Когда они познакомились, Хейлиг служил библиотекарем в Мюнхене. Теперь он занимал какой-то пост в одной из крупнейших библиотек Берлина. В этом качестве он был государственным чиновником, и ему предстояло медленно, но верно продвигаться по служебной лестнице. Зарабатывал он немного, жил скромно, но все это его мало трогало. Он был ученый, и Джордж никогда не встречал человека, так разносторонне образованного и таких разносторонних интересов. Он читал и говорил на дюжине языков. Был он немец до самых глубин своей ученой натуры, но его английский, на котором он объяснялся хуже, чем на всех других знакомых ему языках, нисколько не походил на обычные для немцев вариации языка Шекспира. В его английском было множество немецких вкраплений, но сверх того Хейлиг заимствовал произношение и интонации из других своих языковых приобретений, так что получалась презабавная пестрая смесь.
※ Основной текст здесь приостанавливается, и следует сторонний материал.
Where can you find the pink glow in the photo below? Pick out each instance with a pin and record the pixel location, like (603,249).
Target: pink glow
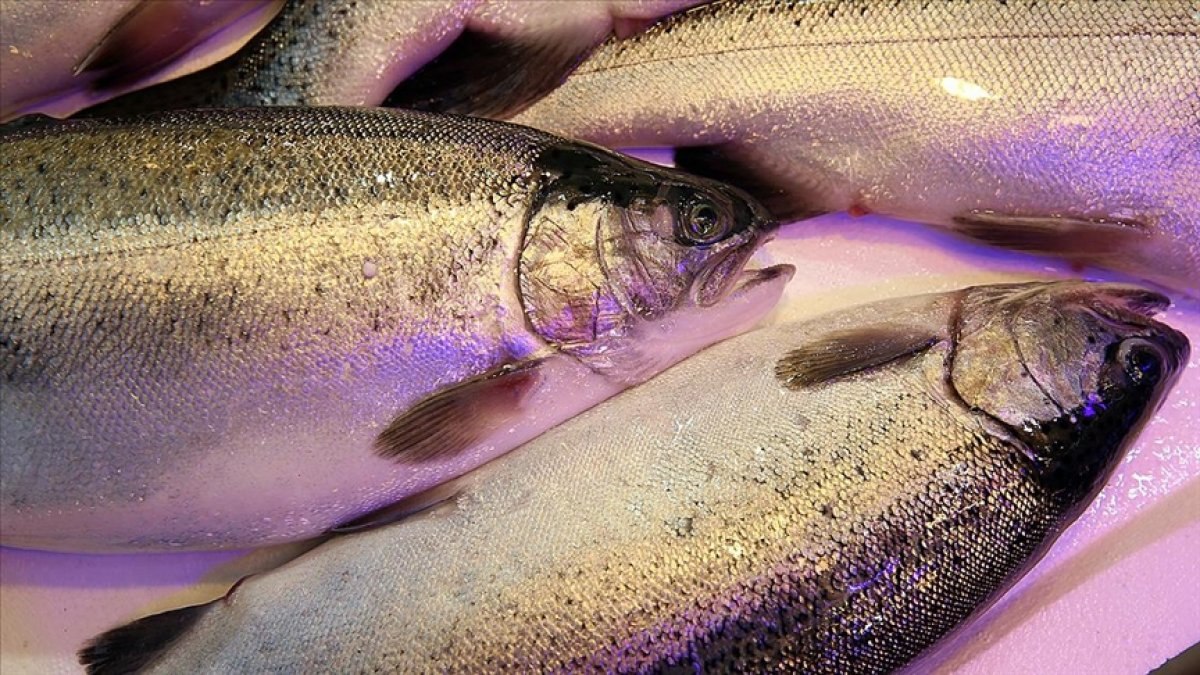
(1120,592)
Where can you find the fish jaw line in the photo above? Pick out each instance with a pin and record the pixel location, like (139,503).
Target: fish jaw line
(703,293)
(693,328)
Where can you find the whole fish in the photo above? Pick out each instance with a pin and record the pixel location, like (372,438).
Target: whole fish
(831,496)
(61,55)
(331,52)
(229,328)
(1067,127)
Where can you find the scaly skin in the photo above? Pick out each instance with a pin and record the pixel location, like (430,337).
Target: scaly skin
(929,111)
(714,517)
(207,318)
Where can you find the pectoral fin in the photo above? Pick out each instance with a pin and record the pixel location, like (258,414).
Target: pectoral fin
(846,352)
(131,647)
(492,77)
(787,201)
(455,419)
(1059,234)
(403,509)
(153,35)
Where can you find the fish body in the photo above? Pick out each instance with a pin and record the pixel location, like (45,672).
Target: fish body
(61,55)
(828,496)
(1066,127)
(232,328)
(336,53)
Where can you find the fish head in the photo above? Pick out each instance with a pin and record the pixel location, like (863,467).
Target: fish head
(630,267)
(1072,369)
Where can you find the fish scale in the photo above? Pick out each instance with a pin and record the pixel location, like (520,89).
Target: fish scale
(1061,127)
(210,322)
(713,519)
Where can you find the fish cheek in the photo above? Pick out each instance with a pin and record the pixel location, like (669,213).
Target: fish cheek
(989,374)
(563,285)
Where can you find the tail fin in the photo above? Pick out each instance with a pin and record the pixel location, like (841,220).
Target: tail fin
(131,647)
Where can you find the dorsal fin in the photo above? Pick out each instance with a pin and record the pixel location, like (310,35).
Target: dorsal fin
(491,77)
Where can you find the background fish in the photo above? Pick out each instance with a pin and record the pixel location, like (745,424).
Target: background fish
(331,52)
(821,497)
(1066,127)
(235,328)
(60,55)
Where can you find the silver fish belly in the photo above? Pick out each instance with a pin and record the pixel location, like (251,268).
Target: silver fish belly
(1067,129)
(336,53)
(829,496)
(240,327)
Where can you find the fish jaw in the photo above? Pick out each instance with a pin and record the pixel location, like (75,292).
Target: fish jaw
(669,340)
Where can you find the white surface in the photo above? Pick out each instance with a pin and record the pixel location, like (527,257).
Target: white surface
(1119,593)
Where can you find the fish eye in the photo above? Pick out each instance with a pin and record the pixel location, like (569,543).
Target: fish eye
(1141,362)
(703,225)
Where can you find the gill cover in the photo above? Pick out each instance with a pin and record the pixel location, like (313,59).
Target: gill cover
(1072,369)
(613,242)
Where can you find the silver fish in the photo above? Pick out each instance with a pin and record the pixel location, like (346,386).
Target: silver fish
(231,328)
(331,52)
(1067,127)
(831,496)
(61,55)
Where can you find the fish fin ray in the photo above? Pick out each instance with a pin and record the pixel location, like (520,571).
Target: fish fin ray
(1066,236)
(421,503)
(454,419)
(147,39)
(727,163)
(486,76)
(136,645)
(846,352)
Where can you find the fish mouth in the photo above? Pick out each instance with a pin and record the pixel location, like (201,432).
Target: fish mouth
(749,279)
(726,276)
(1125,303)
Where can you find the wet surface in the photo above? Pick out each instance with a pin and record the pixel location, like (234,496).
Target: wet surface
(1119,592)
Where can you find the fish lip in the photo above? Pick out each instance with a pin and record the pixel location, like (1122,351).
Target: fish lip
(749,279)
(738,256)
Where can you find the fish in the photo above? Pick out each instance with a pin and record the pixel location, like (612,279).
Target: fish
(336,53)
(826,496)
(238,328)
(1068,129)
(61,57)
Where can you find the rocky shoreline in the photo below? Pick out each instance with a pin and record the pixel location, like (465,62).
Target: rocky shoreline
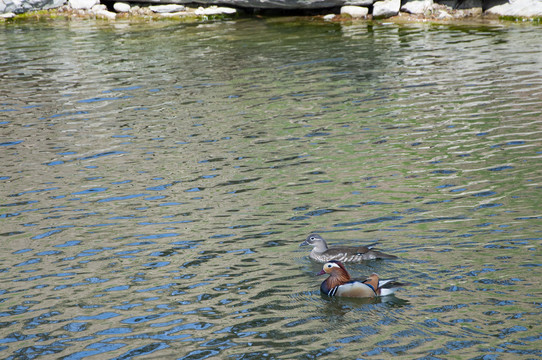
(397,10)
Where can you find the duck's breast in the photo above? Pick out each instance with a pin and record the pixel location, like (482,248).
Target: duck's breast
(355,289)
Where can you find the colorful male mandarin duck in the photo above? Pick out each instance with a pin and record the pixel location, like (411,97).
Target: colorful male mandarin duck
(321,253)
(339,283)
Он вошел, увидел Джорджа и принялся смеяться; при этом он зажмурился, сморщился, так что мелкие черты его перекосились, и все пофыркивал, поджав и скривив губы, словно только что съел недозрелую хурму.
Наконец лицо у него стало серьезное, и он тревожно спросил:
— Готовы, а? Сначит, в самом деле едете?
Джордж кивнул.
— Еду, — сказал он. — Все готово. Ну, а вы как себя чувствуете, Франц?
Франц неожиданно засмеялся, снял очки и стал их протирать. Без очков маленькое морщинистое лицо его показалось измученным, осунувшимся, а близорукие глаза — красными и усталыми от бессонной ночи.
— О, Gott![27] — воскликнул он с какой-то веселой отчаянностью. — Чувствую себя хуже некуда! Я даже не прилег. После того, как мы расстались, я не мог спать. Я ходиль и ходиль, дошел чуть не до Грюневальда… Можно, я вам что-то скажу? — проникновенно сказал он и, по своему обыкновению, при этих загадочных словах серьезно, в упор посмотрел на Джорджа. — Я шутко себя чувствую… правда.
— Значит, вы даже не ложились? Совсем не спали?
— Ну да, — устало ответил Хейлиг. — Подремал часок. Я вернулся домой. Моя подружка спала… Я не хотель к ней ложиться… не хотель будить. Ну, прилег на кушетке. Даже не разделся. Боялся, опоздаю вас проводить на поезд. А это было бы просто ушасно! — сказал он и снова серьезно уставился на Джорджа.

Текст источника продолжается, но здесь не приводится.